Redox active tyrosine residues in biomimetic beta hairpins

Sibert, Robin S. 15 July 2009 (has links)
Biomimetic peptides are autonomously folding secondary structural units designed to serve as models for examining processes that occur in proteins. Although de novo biomimetic peptides are not simply abbreviated versions of proteins already found in nature, designing biomimetic peptides does require an understanding of how native proteins are formed and stabilized. The discovery of autonomously folding fragments of ribonuclease A and tendamistat pioneered the use of biomimetic peptides for determining how the polypeptide sequence stabilizes formation of alpha helices and beta hairpins in aqueous and organic solutions. A set of rules for constructing stable alpha helices have now been established. There is no exact set of rules for designing beta hairpins; however, some factors that must be considered are the identity of the residues in the turn and non-covalent interactions between amino acid side chains.

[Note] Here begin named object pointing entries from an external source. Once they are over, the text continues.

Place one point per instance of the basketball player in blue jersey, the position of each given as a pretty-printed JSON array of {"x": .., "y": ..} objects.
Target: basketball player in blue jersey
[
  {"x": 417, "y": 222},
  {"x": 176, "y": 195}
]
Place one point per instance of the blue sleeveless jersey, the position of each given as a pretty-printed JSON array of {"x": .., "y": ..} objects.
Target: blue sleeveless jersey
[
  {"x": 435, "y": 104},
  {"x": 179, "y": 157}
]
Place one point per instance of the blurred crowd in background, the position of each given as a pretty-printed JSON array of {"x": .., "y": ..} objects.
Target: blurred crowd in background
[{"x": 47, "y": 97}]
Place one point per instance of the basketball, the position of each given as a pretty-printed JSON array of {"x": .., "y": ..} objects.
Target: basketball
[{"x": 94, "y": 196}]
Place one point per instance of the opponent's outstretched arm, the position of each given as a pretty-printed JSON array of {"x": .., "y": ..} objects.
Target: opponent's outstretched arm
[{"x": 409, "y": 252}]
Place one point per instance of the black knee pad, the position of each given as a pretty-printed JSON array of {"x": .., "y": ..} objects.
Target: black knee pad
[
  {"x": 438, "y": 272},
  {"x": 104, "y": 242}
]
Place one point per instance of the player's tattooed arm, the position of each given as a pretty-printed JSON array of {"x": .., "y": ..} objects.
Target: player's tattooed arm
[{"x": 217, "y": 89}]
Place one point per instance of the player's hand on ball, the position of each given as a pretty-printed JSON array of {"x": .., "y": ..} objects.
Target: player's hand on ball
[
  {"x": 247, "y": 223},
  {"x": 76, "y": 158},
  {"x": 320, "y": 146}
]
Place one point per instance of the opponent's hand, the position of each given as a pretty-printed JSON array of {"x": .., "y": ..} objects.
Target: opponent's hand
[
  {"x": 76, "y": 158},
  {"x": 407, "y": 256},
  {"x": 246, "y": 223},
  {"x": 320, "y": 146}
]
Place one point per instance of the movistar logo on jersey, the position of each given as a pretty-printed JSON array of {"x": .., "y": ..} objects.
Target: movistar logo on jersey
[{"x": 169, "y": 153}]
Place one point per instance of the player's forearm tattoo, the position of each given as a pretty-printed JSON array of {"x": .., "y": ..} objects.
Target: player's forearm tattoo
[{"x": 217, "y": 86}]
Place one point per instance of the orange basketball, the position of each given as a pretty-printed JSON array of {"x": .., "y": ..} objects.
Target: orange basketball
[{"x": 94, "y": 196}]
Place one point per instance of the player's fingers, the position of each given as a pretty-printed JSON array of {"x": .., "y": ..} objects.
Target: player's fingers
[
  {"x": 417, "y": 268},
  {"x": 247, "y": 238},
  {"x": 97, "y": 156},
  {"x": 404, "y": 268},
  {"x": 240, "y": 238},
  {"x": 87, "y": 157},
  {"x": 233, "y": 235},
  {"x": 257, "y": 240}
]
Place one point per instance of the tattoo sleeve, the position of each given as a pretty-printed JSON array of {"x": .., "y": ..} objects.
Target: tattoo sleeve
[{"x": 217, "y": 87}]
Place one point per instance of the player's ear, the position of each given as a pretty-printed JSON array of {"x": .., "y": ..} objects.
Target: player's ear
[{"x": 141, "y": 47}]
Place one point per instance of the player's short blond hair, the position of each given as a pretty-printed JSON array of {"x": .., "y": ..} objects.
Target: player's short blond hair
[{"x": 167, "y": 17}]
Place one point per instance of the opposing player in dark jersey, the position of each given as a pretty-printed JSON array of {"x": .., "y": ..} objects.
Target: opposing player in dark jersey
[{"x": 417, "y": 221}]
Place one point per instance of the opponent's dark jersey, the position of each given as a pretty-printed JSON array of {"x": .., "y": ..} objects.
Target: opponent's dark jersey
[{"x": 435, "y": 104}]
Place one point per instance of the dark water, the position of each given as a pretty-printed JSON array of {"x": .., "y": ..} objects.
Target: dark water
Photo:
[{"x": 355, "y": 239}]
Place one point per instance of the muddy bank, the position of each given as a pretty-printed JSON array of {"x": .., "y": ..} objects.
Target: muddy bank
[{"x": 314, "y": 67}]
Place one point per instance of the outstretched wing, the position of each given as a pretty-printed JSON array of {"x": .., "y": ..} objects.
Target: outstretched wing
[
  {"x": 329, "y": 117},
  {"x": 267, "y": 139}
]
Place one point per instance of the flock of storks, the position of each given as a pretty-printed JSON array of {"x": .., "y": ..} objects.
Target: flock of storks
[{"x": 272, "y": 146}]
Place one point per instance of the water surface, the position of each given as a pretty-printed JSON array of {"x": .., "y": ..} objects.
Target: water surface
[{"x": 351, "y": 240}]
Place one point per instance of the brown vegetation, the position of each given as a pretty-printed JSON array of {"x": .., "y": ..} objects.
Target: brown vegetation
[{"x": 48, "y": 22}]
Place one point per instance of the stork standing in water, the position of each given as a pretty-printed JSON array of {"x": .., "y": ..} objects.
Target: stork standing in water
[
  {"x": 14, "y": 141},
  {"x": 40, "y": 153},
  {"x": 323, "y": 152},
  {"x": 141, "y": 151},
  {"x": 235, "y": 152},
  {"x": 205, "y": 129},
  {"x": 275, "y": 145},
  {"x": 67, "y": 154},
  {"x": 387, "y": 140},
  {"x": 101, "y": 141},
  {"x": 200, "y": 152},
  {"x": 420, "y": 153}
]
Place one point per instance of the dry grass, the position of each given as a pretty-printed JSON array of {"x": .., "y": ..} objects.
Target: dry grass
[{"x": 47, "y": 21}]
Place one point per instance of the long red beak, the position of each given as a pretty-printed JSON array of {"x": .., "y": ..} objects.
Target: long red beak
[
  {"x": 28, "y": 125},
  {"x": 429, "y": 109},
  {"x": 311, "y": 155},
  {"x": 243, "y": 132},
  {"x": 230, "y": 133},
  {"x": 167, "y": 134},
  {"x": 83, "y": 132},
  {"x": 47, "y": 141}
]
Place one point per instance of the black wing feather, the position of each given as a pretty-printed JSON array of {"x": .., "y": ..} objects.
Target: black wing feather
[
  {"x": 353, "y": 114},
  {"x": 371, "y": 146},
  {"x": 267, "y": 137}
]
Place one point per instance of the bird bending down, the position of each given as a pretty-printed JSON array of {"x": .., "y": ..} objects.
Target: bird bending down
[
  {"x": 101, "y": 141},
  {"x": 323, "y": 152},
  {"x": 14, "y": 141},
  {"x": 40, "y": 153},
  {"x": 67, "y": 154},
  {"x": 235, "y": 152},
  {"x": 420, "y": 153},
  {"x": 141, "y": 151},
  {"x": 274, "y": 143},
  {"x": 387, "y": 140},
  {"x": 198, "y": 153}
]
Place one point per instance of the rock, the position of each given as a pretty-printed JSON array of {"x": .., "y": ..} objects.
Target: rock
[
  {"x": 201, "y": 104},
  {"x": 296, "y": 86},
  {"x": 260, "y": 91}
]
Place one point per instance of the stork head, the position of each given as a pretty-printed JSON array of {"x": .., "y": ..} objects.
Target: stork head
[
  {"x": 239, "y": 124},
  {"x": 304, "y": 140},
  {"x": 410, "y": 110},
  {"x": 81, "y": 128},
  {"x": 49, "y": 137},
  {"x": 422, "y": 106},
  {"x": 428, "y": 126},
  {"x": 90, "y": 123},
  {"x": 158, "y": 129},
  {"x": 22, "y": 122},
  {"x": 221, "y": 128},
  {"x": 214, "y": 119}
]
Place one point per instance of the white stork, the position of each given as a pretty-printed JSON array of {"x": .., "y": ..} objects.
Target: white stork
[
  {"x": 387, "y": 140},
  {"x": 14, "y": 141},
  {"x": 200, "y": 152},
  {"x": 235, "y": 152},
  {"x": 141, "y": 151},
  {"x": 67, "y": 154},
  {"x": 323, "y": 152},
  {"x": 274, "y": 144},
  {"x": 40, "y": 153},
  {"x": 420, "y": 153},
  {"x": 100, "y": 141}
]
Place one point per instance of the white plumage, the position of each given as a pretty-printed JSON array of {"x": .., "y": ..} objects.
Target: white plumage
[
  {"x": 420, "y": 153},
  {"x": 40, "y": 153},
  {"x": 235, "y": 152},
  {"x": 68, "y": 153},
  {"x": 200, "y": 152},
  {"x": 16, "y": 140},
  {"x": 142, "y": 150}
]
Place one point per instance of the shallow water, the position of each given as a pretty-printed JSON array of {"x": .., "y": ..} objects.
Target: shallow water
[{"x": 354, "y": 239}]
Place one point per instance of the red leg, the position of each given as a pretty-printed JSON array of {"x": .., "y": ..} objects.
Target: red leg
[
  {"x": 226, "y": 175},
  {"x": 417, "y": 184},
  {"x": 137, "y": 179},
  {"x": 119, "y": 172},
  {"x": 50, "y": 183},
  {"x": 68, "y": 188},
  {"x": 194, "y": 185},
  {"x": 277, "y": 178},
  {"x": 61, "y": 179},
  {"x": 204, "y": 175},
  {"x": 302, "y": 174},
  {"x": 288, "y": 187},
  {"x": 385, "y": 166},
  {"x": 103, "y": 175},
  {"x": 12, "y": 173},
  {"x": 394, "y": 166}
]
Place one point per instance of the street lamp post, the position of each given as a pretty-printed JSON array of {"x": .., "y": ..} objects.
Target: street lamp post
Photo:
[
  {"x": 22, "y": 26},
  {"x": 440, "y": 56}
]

For example, glycine, proline, aspargine, and aspartic acid are favored in turns. Non-covalent interactions that stabilize hairpin formation include salt bridges, pi-stacked aromatic interactions, cation-pi interactions, and hydrophobic interactions. The optimal strand length for beta hairpins depends on the numbers of stabilizing non-covalent interactions and high hairpin propensity amino acids in the specific peptide being designed. Until now, de novo hairpins have not previously been used to examine biological processes aside from protein folding. This thesis uses de novo designed biomimetic peptides as tractable models to examine how non-covalent interactions control the redox properties of tyrosine in enzymes. The data in this study demonstrate that proton transfer to histidine, a hydrogen bond to arginine, and a pi-cation interaction create a peptide environment that lowers the midpoint potential of tyrosine in beta hairpins. Moreover, these interactions contribute equally to control the midpoint potential. The data also show that hydrogen bonding is not the sole determinant of the midpoint potential of tyrosine. Finally, the data suggest that the Tyr 160D2-Arg 272CP47 pi-cation interaction contributes to the differences in redox properties between Tyr 160 and Tyr 161 of photosystem II.